I have read other posts around the net that dash the Terpstra off as yet another Janko etc, and although I can see how one could confuse it with a Janko, it is really much more. (BTW. you could map it as a Janko if you wished) The Terpstra blows the doors open with easy mappability and a key layout that, unlike the janko and other generalized keyboards, puts each key at a slightly different height – which when combined with the irregular shape of the front row of keys (see picture above) allows you to feel where your hands are on the keys without looking. This is similar to the way you can feel where you hands are by feeling the pattern of black and white keys on the piano. This means that for the first time you can play a matrix keyboard without having to constantly look at it to know where you are.

Every keyboard player with a serious view to the future of keyboard performance should have one of these. I do hope that someone puts this into production as the Terpstra’s touch response and overall musicality and feel make it a full head and shoulders above every other generalized keyboard I have tried. Kudos to Mr. Terpstra and his design team up in Canada as they have obviously spent a long time working out just what would be needed for this innovative and quality controller to allow it to kick the ass it does.
Hands Down: I will buy a Terpstra as soon as it goes into production.

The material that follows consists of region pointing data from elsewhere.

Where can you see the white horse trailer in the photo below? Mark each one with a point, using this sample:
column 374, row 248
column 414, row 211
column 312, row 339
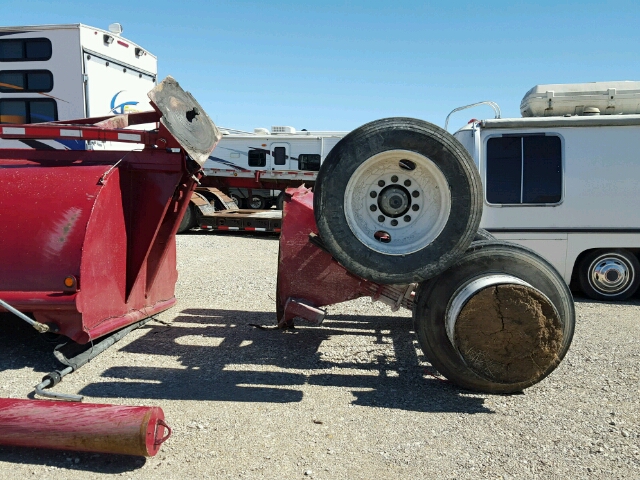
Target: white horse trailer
column 568, row 186
column 279, row 149
column 65, row 72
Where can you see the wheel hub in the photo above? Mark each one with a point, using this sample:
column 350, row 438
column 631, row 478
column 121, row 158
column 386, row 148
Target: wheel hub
column 397, row 202
column 610, row 275
column 394, row 201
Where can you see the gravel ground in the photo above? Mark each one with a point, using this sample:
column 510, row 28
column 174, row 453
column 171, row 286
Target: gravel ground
column 353, row 399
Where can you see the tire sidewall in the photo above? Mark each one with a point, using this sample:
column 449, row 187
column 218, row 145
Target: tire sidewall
column 398, row 134
column 585, row 272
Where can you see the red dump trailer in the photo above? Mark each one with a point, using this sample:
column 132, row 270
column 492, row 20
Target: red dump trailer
column 87, row 238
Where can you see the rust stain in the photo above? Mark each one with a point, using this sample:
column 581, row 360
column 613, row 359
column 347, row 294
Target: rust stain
column 60, row 232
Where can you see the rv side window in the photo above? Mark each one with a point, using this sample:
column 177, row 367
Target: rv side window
column 309, row 161
column 25, row 49
column 28, row 110
column 280, row 156
column 257, row 158
column 21, row 81
column 524, row 169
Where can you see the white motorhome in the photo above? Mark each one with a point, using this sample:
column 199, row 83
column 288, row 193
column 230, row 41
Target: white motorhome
column 564, row 180
column 64, row 72
column 279, row 149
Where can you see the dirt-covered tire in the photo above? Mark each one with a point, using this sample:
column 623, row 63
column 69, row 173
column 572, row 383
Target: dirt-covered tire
column 189, row 219
column 549, row 297
column 609, row 275
column 397, row 200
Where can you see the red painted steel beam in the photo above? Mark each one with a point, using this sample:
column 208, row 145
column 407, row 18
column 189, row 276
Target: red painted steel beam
column 82, row 427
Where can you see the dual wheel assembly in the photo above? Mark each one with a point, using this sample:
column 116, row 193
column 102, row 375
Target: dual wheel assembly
column 398, row 201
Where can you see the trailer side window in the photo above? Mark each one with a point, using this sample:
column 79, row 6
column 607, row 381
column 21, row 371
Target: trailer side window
column 257, row 158
column 280, row 156
column 309, row 161
column 524, row 169
column 25, row 49
column 22, row 81
column 27, row 110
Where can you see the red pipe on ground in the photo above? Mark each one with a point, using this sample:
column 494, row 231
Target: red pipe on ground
column 83, row 427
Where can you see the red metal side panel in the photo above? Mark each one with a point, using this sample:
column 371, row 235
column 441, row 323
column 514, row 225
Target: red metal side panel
column 107, row 218
column 44, row 213
column 306, row 272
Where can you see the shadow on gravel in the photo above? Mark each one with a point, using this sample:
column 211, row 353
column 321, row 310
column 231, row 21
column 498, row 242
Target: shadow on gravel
column 61, row 462
column 223, row 358
column 21, row 346
column 252, row 235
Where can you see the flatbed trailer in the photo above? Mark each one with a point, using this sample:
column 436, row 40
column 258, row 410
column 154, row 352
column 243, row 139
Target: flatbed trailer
column 244, row 220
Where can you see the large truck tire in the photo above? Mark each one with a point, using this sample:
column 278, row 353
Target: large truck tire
column 610, row 275
column 497, row 321
column 397, row 201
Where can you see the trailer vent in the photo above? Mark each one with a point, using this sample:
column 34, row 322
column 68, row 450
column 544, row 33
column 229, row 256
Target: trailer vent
column 283, row 130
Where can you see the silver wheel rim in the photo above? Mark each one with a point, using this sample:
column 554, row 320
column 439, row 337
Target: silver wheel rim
column 610, row 274
column 397, row 202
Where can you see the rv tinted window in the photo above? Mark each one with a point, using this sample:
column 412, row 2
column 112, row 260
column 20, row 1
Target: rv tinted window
column 28, row 111
column 33, row 49
column 542, row 170
column 524, row 169
column 20, row 81
column 309, row 161
column 280, row 156
column 257, row 158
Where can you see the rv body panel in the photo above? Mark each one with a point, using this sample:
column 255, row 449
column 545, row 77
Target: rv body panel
column 90, row 76
column 599, row 167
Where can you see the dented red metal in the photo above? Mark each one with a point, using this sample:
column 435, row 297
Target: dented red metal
column 82, row 427
column 310, row 278
column 105, row 218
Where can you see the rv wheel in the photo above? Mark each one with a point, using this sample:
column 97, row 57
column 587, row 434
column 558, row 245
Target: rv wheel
column 611, row 275
column 397, row 201
column 498, row 321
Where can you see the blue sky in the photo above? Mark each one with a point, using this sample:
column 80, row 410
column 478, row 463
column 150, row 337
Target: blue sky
column 334, row 65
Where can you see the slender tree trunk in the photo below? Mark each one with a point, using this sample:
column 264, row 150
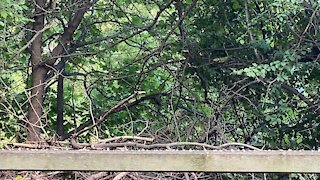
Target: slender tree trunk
column 38, row 77
column 39, row 65
column 60, row 101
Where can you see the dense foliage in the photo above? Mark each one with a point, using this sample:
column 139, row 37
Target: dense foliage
column 206, row 71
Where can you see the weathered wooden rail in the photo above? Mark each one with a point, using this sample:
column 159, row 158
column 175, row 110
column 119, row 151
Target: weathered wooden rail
column 207, row 161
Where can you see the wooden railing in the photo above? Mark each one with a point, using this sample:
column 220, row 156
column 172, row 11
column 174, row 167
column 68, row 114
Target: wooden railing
column 204, row 161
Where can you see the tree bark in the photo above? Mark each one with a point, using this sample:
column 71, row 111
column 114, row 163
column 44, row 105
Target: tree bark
column 40, row 66
column 38, row 77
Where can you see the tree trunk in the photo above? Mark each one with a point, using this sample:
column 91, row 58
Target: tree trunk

That magnetic sensing has me envious.  With it one could deduce not just instantaneous velocity but also the acceleration of the key; the "attack".
I believe a master pianist uses a different acceleration curve to bend the hammer head shaft differently, loading it with different effective stiffness, and thereby bounce off the strings with quite different tones.

This keyboard is unique in more ways than one.